August 12, 2022
Craig Steely’s Musubi House is a Force of Nature

Capturing—and mitigating—these elemental forces was the assignment for Musubi House, a 2,200-square-foot residence perched high above the Big Island’s Hamakua coast on 100 acres of pastureland and native ohia forest. Designed by architect Craig Steely, who splits his time between Hawai‘i and San Francisco, the glass-and-concrete residence is a series of nested triangles, the largest of which resembles the nori-wrapped rice snack that gives the building its name. The house is topped by a monumental diamond-shaped roof that is “pointed right into the wind,” Steely says. “It’s like a ship,” oriented so that the eastern corner serves as a prow, deflecting the site’s buffeting trade winds, while an open-air atrium creates a visceral connection to the oft-changing weather patterns. “There are some days when it’s so bright and so still and other days when the fog will roll in and sort of sit inside of it,” the architect adds.

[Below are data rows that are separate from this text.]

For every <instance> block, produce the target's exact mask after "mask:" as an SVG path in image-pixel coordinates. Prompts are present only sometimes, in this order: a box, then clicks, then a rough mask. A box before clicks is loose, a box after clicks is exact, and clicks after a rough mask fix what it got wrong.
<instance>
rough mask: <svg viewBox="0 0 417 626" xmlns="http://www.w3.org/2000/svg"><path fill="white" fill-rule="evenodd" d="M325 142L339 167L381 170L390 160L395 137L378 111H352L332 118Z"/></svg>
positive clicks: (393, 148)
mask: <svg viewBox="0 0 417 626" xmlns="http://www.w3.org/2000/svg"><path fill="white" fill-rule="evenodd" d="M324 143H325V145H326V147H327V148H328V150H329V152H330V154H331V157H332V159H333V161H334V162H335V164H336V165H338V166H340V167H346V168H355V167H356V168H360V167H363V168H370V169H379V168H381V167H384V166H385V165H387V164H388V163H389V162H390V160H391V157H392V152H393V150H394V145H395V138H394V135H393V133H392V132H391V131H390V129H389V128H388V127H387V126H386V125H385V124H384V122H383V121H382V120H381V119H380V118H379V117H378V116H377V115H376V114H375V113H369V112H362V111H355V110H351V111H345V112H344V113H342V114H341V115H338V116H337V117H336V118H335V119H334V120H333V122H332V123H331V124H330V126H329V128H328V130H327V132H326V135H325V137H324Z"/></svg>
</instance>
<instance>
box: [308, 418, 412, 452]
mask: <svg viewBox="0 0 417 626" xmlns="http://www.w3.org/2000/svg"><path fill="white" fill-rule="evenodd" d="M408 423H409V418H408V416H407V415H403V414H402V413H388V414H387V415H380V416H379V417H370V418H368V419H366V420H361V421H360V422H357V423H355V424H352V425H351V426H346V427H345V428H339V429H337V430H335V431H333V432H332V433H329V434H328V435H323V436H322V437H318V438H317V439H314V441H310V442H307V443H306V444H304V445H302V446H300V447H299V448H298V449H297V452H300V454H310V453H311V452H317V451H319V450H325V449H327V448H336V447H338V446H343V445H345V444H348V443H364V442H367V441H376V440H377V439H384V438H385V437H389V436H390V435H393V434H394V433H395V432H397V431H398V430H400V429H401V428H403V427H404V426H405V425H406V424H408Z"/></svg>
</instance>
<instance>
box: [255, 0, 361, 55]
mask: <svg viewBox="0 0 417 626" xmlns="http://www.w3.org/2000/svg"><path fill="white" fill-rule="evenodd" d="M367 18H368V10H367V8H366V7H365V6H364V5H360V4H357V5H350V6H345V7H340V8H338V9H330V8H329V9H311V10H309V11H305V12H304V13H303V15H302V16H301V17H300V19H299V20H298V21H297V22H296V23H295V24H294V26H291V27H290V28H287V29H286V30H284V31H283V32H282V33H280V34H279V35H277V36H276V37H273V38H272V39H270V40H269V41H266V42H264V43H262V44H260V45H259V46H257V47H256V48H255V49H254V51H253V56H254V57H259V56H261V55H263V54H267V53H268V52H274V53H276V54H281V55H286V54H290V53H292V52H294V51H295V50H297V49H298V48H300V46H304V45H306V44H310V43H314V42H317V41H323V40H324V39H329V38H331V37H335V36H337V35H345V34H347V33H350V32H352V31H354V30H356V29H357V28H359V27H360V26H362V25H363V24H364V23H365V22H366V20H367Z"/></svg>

A live-work space for a pair of local commercial artists, Musubi House is completely off-grid, generating its electricity via a solar-tracking photovoltaic array and filtering rainwater runoff for use inside and outside the home. A ¾-mile-long road was built to access the site, but weather and the island’s rugged topography created logistical challenges during construction. Floods took out bridges; storms blew trees across the road. Steely compares the build to Fitzcarraldo, the Werner Herzog film in which an obsessive businessman persuades an Amazonian tribe to haul a riverboat up a steep mountainside with only manpower. “It took two years just to get the concrete done,” Steely says. “Honestly, Fitzcarraldo would have been easier. It would’ve been easier to drag a boat over the top of a mountain.”